Lo que conocen sobre la resistencia al glifosato los agricultores de USA

Una encuesta telefónica fue diseñada para determinar lo que conocen los agricultores de seis estados de USA (Indiana, Illinois, Iowa, Nebraska, Mississippi y Carolina del Norte) sobre la resistencia de las malezas al herbicida glifosato y las prácticas agronómicas que llevan adelante para la prevención o manejo de la resistencia.

El objetivo fue encontrar elementos que pudieran servir para una estrategia de lograr cultivos en un agroecosistemas sostenible.

Teniendo en cuenta que la resistencia al glifosato se ha constituido en una amenaza cierta para conseguir cultivos sostenibles de maíz, soja y algodón en los estados arriba mencionados se consideró muy importante conocer la opinión y las actitudes de los agricultores sobre el problema ya que ellos serán el eje de la aplicación de los nuevos conocimientos que surjan para enfrentar la cuestión.

Los resultados se publican en Weed Technology de abril-junio de 2009 en el paper U.S. Farmer Awareness of Glyphosate-Resistant Weeds and Resistance Management Strategies elaborado por William G. Johnson y otros de los servicios de investigación de diversas universidades (Purdue University, Iowa State University, Southern Illinois University, Mississippi State University, University of Nebraska, North Carolina State University)

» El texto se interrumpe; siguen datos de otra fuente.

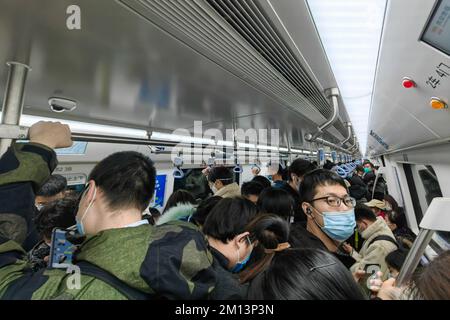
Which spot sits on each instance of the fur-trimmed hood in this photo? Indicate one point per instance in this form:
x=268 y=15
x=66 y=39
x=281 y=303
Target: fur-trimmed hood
x=182 y=211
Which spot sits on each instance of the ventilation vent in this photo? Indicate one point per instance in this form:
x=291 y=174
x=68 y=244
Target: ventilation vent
x=238 y=36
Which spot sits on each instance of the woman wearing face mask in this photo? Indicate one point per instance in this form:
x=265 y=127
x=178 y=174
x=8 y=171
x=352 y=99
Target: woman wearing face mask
x=230 y=244
x=329 y=210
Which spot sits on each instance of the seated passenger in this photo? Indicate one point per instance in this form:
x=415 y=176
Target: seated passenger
x=262 y=180
x=229 y=243
x=396 y=221
x=204 y=209
x=304 y=274
x=251 y=190
x=391 y=203
x=110 y=212
x=221 y=182
x=53 y=189
x=379 y=241
x=152 y=215
x=394 y=261
x=329 y=210
x=56 y=214
x=180 y=206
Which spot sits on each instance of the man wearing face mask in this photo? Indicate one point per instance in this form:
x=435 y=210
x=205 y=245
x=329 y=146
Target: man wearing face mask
x=329 y=210
x=127 y=257
x=379 y=241
x=230 y=244
x=221 y=182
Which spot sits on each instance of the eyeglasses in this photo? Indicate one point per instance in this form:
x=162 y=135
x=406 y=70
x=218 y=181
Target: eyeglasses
x=336 y=202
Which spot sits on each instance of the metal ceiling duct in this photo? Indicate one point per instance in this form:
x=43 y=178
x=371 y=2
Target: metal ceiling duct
x=241 y=38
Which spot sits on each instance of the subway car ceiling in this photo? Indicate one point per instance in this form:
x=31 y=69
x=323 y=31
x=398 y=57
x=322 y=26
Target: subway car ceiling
x=161 y=65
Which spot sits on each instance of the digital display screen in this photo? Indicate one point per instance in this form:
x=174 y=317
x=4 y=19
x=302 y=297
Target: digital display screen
x=160 y=192
x=437 y=32
x=78 y=148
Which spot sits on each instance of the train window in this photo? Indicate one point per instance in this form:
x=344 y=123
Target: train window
x=196 y=183
x=437 y=32
x=432 y=190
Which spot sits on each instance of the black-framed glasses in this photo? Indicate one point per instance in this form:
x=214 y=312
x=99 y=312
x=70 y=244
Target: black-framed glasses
x=334 y=201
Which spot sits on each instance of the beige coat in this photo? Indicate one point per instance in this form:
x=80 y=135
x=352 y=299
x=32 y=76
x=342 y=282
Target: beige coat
x=375 y=253
x=229 y=191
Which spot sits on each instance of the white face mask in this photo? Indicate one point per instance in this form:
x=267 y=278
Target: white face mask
x=80 y=226
x=213 y=188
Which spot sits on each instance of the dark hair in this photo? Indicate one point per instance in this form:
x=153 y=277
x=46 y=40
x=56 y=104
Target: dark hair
x=56 y=214
x=305 y=274
x=394 y=205
x=433 y=283
x=300 y=167
x=251 y=188
x=54 y=185
x=396 y=258
x=359 y=168
x=276 y=201
x=328 y=165
x=316 y=178
x=204 y=209
x=269 y=231
x=364 y=212
x=262 y=180
x=179 y=197
x=221 y=173
x=153 y=216
x=398 y=217
x=127 y=179
x=228 y=218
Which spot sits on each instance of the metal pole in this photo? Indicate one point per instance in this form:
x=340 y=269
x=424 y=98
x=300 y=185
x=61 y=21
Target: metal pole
x=414 y=256
x=13 y=100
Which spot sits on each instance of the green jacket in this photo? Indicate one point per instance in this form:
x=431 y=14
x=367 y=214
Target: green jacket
x=171 y=260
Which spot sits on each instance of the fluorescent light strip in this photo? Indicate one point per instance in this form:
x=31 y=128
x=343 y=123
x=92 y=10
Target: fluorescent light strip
x=246 y=145
x=350 y=31
x=84 y=127
x=267 y=147
x=179 y=138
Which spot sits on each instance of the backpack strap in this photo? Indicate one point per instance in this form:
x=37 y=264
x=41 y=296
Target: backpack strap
x=385 y=238
x=24 y=287
x=131 y=293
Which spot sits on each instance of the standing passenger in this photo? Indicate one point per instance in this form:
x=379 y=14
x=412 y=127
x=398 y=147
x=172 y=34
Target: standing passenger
x=144 y=260
x=222 y=184
x=230 y=244
x=329 y=210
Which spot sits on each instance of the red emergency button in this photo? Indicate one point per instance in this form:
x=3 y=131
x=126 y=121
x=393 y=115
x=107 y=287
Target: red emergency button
x=408 y=83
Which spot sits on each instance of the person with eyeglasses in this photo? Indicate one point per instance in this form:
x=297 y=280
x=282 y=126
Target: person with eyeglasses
x=329 y=210
x=379 y=241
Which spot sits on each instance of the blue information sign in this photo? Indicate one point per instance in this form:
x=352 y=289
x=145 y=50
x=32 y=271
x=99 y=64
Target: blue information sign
x=160 y=192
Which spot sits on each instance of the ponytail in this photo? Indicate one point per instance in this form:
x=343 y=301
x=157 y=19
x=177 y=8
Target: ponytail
x=270 y=233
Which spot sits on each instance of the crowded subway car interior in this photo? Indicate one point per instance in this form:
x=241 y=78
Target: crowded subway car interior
x=225 y=150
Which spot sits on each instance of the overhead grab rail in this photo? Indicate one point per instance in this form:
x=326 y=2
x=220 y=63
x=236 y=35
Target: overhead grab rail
x=349 y=134
x=332 y=93
x=354 y=144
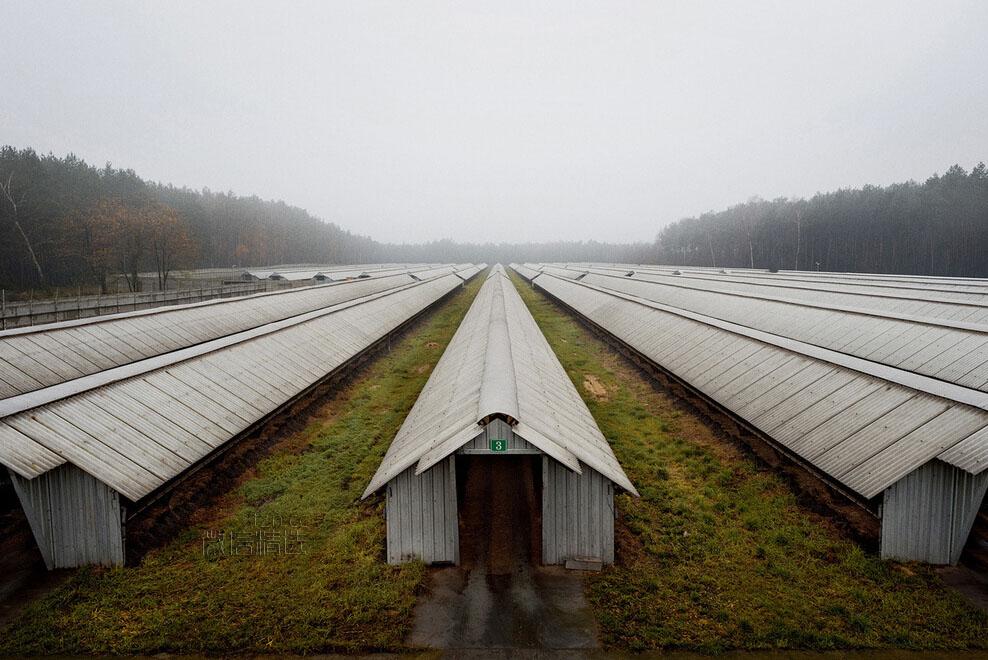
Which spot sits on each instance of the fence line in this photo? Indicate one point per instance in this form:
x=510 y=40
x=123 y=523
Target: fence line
x=18 y=314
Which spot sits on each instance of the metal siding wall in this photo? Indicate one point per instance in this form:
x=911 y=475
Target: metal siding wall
x=969 y=494
x=76 y=520
x=421 y=515
x=927 y=515
x=577 y=514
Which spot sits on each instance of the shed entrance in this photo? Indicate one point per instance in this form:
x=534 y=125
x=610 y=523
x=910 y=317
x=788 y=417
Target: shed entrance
x=500 y=513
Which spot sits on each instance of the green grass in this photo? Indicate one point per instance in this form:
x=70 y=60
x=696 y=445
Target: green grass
x=338 y=595
x=717 y=554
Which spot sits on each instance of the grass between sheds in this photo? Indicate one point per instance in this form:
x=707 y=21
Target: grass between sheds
x=717 y=554
x=339 y=595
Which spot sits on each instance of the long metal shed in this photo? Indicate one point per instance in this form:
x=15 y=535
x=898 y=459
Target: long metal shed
x=904 y=429
x=83 y=453
x=499 y=391
x=44 y=355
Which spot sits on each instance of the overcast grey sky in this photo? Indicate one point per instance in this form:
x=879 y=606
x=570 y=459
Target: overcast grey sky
x=502 y=121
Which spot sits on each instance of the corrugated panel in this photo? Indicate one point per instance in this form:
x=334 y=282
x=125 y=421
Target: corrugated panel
x=137 y=431
x=577 y=514
x=422 y=521
x=484 y=354
x=75 y=519
x=927 y=515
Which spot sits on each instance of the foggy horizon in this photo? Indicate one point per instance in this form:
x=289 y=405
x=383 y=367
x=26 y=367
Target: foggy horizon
x=515 y=124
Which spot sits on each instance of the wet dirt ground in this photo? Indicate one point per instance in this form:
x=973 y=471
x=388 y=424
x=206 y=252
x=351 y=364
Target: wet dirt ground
x=499 y=597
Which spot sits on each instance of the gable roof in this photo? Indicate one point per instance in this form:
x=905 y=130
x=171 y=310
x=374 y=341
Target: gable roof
x=499 y=365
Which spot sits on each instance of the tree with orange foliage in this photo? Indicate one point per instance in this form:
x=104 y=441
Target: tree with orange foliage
x=171 y=246
x=98 y=230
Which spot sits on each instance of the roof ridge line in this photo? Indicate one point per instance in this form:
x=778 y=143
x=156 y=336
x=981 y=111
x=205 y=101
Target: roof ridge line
x=498 y=384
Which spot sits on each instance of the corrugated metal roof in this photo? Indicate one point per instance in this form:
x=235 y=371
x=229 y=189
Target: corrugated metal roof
x=864 y=423
x=499 y=364
x=952 y=351
x=139 y=425
x=44 y=355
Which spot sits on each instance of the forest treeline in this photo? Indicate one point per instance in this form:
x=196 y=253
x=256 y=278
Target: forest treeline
x=939 y=227
x=64 y=222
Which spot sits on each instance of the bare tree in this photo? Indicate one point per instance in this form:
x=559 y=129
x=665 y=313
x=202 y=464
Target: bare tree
x=8 y=194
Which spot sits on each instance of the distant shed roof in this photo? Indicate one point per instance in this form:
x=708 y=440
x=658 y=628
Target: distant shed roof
x=499 y=364
x=864 y=397
x=136 y=426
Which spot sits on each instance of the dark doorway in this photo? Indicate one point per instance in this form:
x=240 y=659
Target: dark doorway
x=500 y=597
x=500 y=508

Se pudo determinar que solamente el 30% de los agricultores consideraron a la resistencia al glifosato como un problema grave.

Pocos agricultores aceptan que sería una buena táctica rotar cultivos resistentes al glifosato con cultivos no resistentes.

La mayor parte de los agricultores no consideraron que podría ser perjudicial utilizar repetidamente el mismo tipo de herbicida, lo cual ayuda a incrementar los casos de resistencia.

También una parte muy importante del universo encuestado no le dio importancia a que un agroecosistema donde predomina el uso del glifosato como táctica de control de malezas derive potencialmente en poblaciones de malezas resistentes a este herbicida.

Los autores, en forma amable, comentan que no solo son necesarias las investigaciones científicas para establecer las mejores tácticas para eliminar el problema de la resistencia de malezas al glifosato sino que también es necesario desarrollar programas de transferencia de tecnología para la gestión del control de malezas, la cual deberá ser económica, sostenible y ambientalmente aceptable. En otras palabras, el problema lo causa el glifosato pero … con la ayuda de los agricultores.

¿Y por casa cómo estamos?, ¿qué resultaría si se repitiera esta encuesta en otros países?